Deutsche Bahn testet insektenfreundliche Leuchtmittel
Überall ist es hell, selbst nachts sind die Städte erleuchtet. Darüber beschweren sich Profi- und Amateursterngucker. Aber auch die Tier- und Pflanzenwelt leidet unter der künstlichen Beleuchtung. Die Deutsche Bahn plant Bahnhöfe deshalb mit anderen Leuchtmitteln auszustatten.
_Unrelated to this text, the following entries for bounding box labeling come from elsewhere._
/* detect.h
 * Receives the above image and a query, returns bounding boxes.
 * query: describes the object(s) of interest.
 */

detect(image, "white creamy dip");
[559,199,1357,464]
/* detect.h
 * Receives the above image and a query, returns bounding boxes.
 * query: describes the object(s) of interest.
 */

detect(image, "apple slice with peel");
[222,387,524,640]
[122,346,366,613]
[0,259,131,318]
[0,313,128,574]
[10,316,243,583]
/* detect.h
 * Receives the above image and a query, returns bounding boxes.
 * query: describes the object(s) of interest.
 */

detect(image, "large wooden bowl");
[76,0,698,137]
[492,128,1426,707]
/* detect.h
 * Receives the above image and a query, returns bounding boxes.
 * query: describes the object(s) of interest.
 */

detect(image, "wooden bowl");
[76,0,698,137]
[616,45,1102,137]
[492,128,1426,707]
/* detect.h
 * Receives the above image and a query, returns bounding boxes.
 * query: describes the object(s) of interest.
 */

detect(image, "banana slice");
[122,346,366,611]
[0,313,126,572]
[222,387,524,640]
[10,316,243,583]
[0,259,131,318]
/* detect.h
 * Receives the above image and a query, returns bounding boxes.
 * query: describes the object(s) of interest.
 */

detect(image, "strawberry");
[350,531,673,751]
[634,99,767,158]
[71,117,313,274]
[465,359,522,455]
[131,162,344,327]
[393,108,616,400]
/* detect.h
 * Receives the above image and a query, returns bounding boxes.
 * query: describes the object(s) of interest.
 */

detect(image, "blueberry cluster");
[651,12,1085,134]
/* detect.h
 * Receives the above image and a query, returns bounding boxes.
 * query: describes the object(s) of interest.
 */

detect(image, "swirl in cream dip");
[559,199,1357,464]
Getestet hat diese das Leibniz-Institut zur Analyse des Biodiversitätswandels (LIB).
Das Team hat Leuchtmittel überprüft und dabei nachgewiesen, dass amberfarbene LED-Leuchten mit einer Farbtemperatur von 1800 Kelvin (K) deutlich weniger Insekten anziehen als die derzeit standardmäßig genutzten, kaltweißen Leuchtmittel mit einer Farbtemperatur von 4000 K oder Natriumhochdruckdampflampe mit einer Farbtemperatur von 2000 K.
„Wir konnten damit unter realen Bedingungen an Bahnhöfen zeigen, dass die Wahl der Lichtquelle und insbesondere ihre spektrale Zusammensetzung eine entscheidende Rolle für die Anziehung fliegender Insekten spielen“, sagte LIB-Forscherin Carmen Ludreschl. Während sich die Menge der angezogenen Insekten bei den kaltweißen LEDs und den Natriumhochdruckdampflampen kaum unterschied, waren es rund 40 bis 50 Prozent weniger Individuen und bis zu 75 Prozent weniger Biomasse.
Auch artenspezifisch schnitten die amberfarbenen LED besser ab: Sie lockten 10 bis 20 Prozent weniger Arten an, darunter auch gefährdete und geschützte. Die beste Lösung, betonen die Forscher, seien aber die unbeleuchtetem Kontrollorte gewesen. Insektenfreundliches künstliches Licht gebe es nicht. „Ausschalten bleibt die beste Wahl.“
Auch Menschen mögen das amberfarbene Licht
Allerdings schätzen nicht nur Insekten das wärmere Licht der 1800-K-LED: In informellen Befragungen sagten auch einige Bahnkunden, dass das wärmere Licht für sie angenehmer sei.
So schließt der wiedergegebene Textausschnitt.